I prefer to install trim, nail it to the window frame and cut fillers so that you have a solid fit on the trim. Yes it takes more time and yes it's a PITA but it looks much better once completed


----------



## GeorgeC

I am confused.

Does "sticking in" really mean sticking out?. Do the jambs stand proud of the wall or do they end within the window opening?

Either you cut them off and then use casement to give a finished look or build out and still use casement.

George


----------



## woodnthings

*"sticking in"...into the room*



drwilson85 said:


> Has anybody ever used a flush cut power handsaw* to trim the window jambs back flush* *with the wall in orde*r to make everything work a little easier? Any other advice would be appreciated. These are new windows in an old farmhouse with lathe and plaster walls. Some of the *window jambs on this job are flush but a lot of them are sticking in anywhere from an 1/8th to a 1/4 inch.*


That's the way I understand it....sticking into the room.:yes: bill


----------



## cabinetman

I would first determine if there is a reason for the protrusion. The plane of the wall may not be flat. Ordinarily a small protrusion doesn't affect the application of casing. I don't think I have found a condition where every window has been installed in a completely flat wall.
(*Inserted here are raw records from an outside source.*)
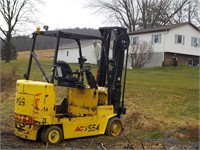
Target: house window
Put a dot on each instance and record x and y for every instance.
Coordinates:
(156, 38)
(135, 40)
(195, 42)
(190, 62)
(179, 39)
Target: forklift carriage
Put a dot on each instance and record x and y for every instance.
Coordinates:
(87, 109)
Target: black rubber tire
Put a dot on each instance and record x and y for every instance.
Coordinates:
(114, 127)
(51, 135)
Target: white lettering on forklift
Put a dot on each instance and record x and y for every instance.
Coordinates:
(89, 128)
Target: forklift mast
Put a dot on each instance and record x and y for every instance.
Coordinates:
(111, 69)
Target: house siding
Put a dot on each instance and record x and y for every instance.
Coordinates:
(181, 59)
(167, 46)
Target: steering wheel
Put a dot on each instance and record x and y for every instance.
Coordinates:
(86, 68)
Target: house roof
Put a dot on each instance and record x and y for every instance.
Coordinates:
(162, 28)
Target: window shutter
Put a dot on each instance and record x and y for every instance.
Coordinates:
(152, 39)
(192, 41)
(183, 38)
(199, 42)
(159, 38)
(137, 40)
(176, 38)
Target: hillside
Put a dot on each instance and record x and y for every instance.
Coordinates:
(162, 109)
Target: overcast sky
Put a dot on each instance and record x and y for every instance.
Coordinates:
(58, 14)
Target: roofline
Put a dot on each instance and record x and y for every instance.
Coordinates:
(156, 29)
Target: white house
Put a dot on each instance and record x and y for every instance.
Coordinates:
(179, 40)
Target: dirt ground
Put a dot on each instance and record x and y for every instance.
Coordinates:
(10, 141)
(124, 141)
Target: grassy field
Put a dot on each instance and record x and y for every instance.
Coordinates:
(161, 102)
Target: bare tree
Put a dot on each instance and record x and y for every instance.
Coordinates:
(125, 12)
(190, 12)
(134, 14)
(140, 54)
(14, 13)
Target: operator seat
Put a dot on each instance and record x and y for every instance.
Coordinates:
(64, 74)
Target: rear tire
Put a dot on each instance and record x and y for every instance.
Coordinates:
(114, 127)
(51, 135)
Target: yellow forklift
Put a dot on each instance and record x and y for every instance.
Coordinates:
(88, 109)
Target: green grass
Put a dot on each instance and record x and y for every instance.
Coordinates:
(165, 92)
(165, 98)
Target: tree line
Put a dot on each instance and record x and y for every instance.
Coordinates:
(132, 14)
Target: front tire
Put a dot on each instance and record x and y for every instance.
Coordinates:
(51, 135)
(114, 127)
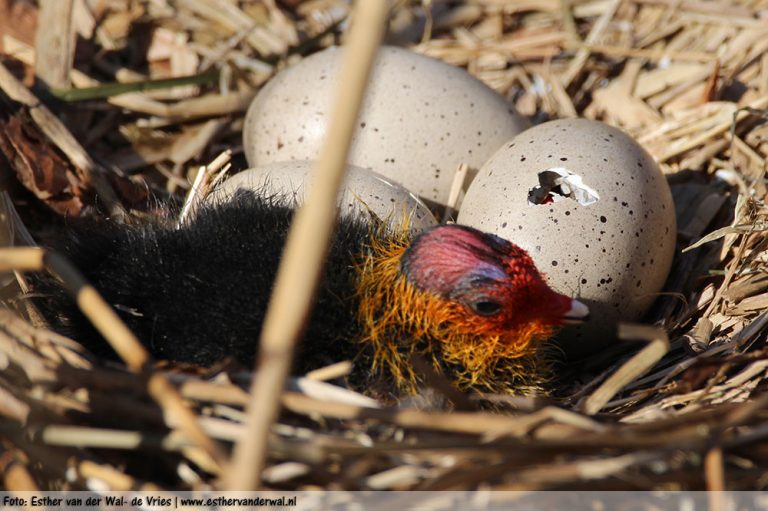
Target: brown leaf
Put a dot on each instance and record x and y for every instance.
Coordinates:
(38, 165)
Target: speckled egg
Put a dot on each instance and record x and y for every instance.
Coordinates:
(594, 211)
(363, 191)
(421, 118)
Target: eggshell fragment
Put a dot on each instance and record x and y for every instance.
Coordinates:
(421, 118)
(594, 211)
(364, 192)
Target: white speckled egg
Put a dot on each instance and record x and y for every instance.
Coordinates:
(594, 211)
(420, 120)
(363, 191)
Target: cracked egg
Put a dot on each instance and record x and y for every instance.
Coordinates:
(420, 120)
(594, 211)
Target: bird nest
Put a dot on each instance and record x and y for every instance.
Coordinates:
(682, 407)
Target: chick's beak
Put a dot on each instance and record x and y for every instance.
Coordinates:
(577, 314)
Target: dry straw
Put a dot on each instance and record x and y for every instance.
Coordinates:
(689, 80)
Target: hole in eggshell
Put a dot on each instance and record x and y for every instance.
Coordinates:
(559, 183)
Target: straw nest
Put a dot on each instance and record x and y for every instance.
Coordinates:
(681, 409)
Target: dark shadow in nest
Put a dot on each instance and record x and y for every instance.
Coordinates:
(690, 273)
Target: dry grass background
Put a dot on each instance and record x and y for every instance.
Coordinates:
(162, 88)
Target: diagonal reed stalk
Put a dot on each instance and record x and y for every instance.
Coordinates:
(306, 248)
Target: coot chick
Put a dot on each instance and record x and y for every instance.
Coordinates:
(471, 303)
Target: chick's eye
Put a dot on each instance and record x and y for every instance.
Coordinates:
(485, 307)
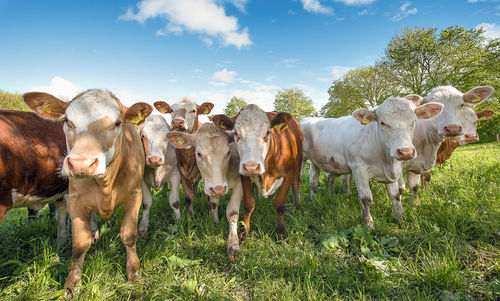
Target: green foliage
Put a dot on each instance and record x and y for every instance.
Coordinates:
(295, 102)
(446, 248)
(234, 106)
(11, 101)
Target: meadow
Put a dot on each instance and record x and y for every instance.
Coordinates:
(447, 248)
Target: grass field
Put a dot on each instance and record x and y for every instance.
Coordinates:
(448, 248)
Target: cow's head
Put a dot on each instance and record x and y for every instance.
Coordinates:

No matter how it gets trimmed back other than removing it and re-installing it, may leave a stepped or uneven edge. That would preclude getting a nice reveal when the casing is applied.









 







.


----------



## WarnerConstInc.

I would pack the window casing out and not mess with trimming the jambs down.


----------



## jschaben

Rabbet the casing to fit over the jambs?:smile:


----------



## drwilson85

Thanks for all the replies. I havent really started on them yet and Im not looking forward to. The new windows were installed by the manufactures installers. Then they supplied the casing which is 7/8 x 2-3/4 but its not milled out on the back side so its not very forgiving at all. And, of course being lathe and plaster walls they arent flat at all. But I guess we will see how it turns out though.


----------



## CenCal_Sawyer

*Beltsander*

I find that a Beltsander with 100 grit works well if you have to flush a jamb to the wall. You can use the wall for reference and the sander marks that the wall receives are usually covered by the trim as long as your careful. Also the platen of the sander helps to keep the jamb edge flat enough that it doesn't look too out of line. That being said, how far out are we talking here, past 3/16 of an inch and I would recommend shimming and using backer rod.


----------



## kj6887

Before cutting or sanding make sure that the jamb material is a solid wood and not veneer.


----------



## Hammer1

You can use a low angle block plane to shave down the protruding jambs. No dust, noise or power. Easy to control, fairly quick.


----------



## scoopy

x 2 for rabbetting the casing.


----------



## TimPa

you didn't mention two things, paint or stain grade, and, is the protrusion around entire jamb. it is not commonly all the way around, just varying with wall variations and window installation variations, usually not over 1/8". if paint grade, i apply the pre-assembled window trim much like a picture frame and attach to the jamb tight. then push back to the wall where it can, then caulk the remaining gap and paint. stools and aprons a little different.


----------